Cheers guys now for my second question. Whats eo? lol


----------



## hermie07 (Sep 16, 2008)

eo oil is Ethyl Oleate oil mate its meant to ease the pip have loads of this left too lol


----------



## Guest (Jan 6, 2010)

From what I have read the tnt400 is pretty painful for most. I think any injctable with that concentration of gear is going to hurt to be honest. I also got lumps from this like gyppo12345, which went away after a week or so.


----------



## Clubber Lang (Nov 4, 2009)

is this the TNT400 containing tren-en, test-en and mast-en?

if so id definately recommend using the EO dilute with it, even if you only running 2ml a week in 2x 1ml jabs.
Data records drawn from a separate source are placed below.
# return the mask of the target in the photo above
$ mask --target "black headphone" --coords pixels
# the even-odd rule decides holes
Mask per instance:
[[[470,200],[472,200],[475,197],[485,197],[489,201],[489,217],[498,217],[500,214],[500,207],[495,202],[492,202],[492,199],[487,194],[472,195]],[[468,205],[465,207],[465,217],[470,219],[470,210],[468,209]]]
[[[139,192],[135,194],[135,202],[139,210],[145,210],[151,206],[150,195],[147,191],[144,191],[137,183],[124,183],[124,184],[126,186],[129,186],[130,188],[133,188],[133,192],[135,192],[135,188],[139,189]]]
i managed 7 weeks at 4ml EW with EO and had to through in the towel. Jabs sites were fine to begin with but the oils that thick it just doesnt absorb and sites werent recovering quicker enough. Was in quite some pain to be honest.

the results i got were fantastic, tho i did a 10 week tren-en and sust cycle before rolling onto the heavy TNTmast400 for 7 weeks.

depending on the dose you want, and funds available, id suggest buying each med seperate and running the cycle that way. It'll avoid possible PIP, proper pain! lol


----------



## Mars (Aug 25, 2007)

Clubber Lang said:


> is this the TNT400 containing tren-en, test-en and mast-en?
> 
> if so id definately recommend using the EO dilute with it, even if you only running 2ml a week in 2x 1ml jabs.
> 
> ...


Yeah, spot on, it's painful gear, the tnt 250 is a much better painless option, if you don't mind jabbing more often.


----------



## Testoholic (Jun 13, 2009)

horrible product, sorry but unless you like serious PIP and inflammation i wouldnt touch it.


----------



## Clubber Lang (Nov 4, 2009)

Testaholic said:


> horrible product, sorry but unless you like serious PIP and inflammation i wouldnt touch it.


agreed :beer:


----------



## Clubber Lang (Nov 4, 2009)

mars1960 said:


> Yeah, spot on, it's painful gear, the tnt 250 is a much better painless option, if you don't mind jabbing more often.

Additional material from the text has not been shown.